Step 3: Generate Dynamic Configuration Files

unification/config/environment.yml

client_short_name: {your_client_name}
src: src
stg: stg
gld: gld
lkup: references

unification/config/src_prep_params.yml

  • Dynamic table configuration based on your table analysis
  • Column mappings with unified aliases
  • Prep table naming conventions

Step 4: Dynamic Column Detection (CRITICAL)

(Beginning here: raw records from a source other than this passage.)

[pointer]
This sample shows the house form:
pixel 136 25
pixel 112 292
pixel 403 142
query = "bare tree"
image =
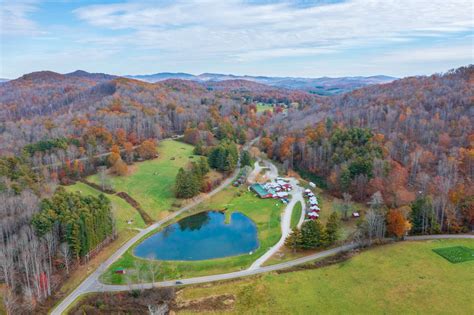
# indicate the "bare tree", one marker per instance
pixel 153 267
pixel 65 252
pixel 158 309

For unif_input_tbl.sql, I'll:

  1. Query Treasure Data schema: information_schema.columns
  2. Detect all columns besides email, phone, source, ingest_time, time
  3. Auto-generate column list for data_cleaned CTE
  4. Replace placeholder with actual columns

Expected Output

Generic Files (EXACT - NO CHANGES)

unification/
├── dynmic_prep_creation.dig          ⚠️ EXACT filename
├── queries/
│   ├── create_schema.sql             ⚠️ EXACT content
│   ├── loop_on_tables.sql            ⚠️ EXACT content
│   └── unif_input_tbl.sql            ⚠️ WITH dynamic columns

Dynamic Configuration Files

unification/config/
├── environment.yml                   ✓ Client-specific
└── src_prep_params.yml              ✓ Table-specific

Example src_prep_params.yml Structure

globals:
  unif_input_tbl: unif_input

prep_tbls:
  - src_tbl: user_events
    src_db: ${client_short_name}_${stg}
    snk_db: ${client_short_name}_${stg}
    snk_tbl: ${src_tbl}_prep
    columns:
      - col:
        name: user_email
        alias_as: email
      - col:
        name: td_client_id
        alias_as: td_client_id

  - src_tbl: customers
    src_db: ${client_short_name}_${stg}
    snk_db: ${client_short_name}_${stg}
    snk_tbl: ${src_tbl}_prep
    columns:
      - col:
        name: email
        alias_as: email
      - col:
        name: customer_id
        alias_as: customer_id

Critical Requirements

⚠️ NEVER MODIFY GENERIC FILES

  • dynmic_prep_creation.dig: EXACT template, character-for-character
  • create_schema.sql: EXACT SQL, no changes
  • loop_on_tables.sql: EXACT complex SQL, no modifications
  • unif_input_tbl.sql: EXACT template + dynamic column replacement

DYNAMIC CONFIGURATION ONLY

  • environment.yml: Client-specific variables
  • src_prep_params.yml: Table-specific mappings

🚨 CRITICAL FILENAME

  • MUST be "dynmic_prep_creation.dig" (NO 'a' in dynmic)
  • This is intentional - production systems expect this exact name

🚨 NO TIME COLUMN

  • NEVER ADD time column to src_prep_params.yml
  • Time is auto-generated by SQL template
  • Only include actual identifier columns

Validation Checklist

Before completing, I'll verify:

  • File named "dynmic_prep_creation.dig" exists
  • Content matches template character-for-character
  • All variable placeholders preserved
  • Queries folder contains exact SQL files
  • Config folder contains YAML files
  • Dynamic columns inserted in unif_input_tbl.sql
  • No time column in src_prep_params.yml
  • All directories created

Success Criteria

All generated files will:

  • EXACT TEMPLATES - Character-for-character accuracy
  • PRODUCTION-READY - Deployable to TD without changes
  • DYNAMIC CONFIGURATION - Adapts to table structure
  • DSAR COMPLIANT - Includes exclusion list processing
  • INCREMENTAL PROCESSING - Supports time-based updates

Next Steps

After prep creation, you can:

  1. Test prep workflow: dig run unification/dynmic_prep_creation.dig
  2. Create unification config: Use /cdp-unification:unify-create-config
  3. Complete full setup: Use /cdp-unification:unify-setup

Getting Started

Ready to create prep tables? Please provide:

  1. Table list with columns:

    Table: analytics.user_events
    Columns: user_email (email), td_client_id (td_client_id)
    
    Table: crm.customers
    Columns: email (email), customer_id (customer_id)
    
  2. Client configuration:

    Client short name: mck
    

I'll call the dynamic-prep-creation agent to generate all prep files with exact templates.


Let's create your prep table configuration!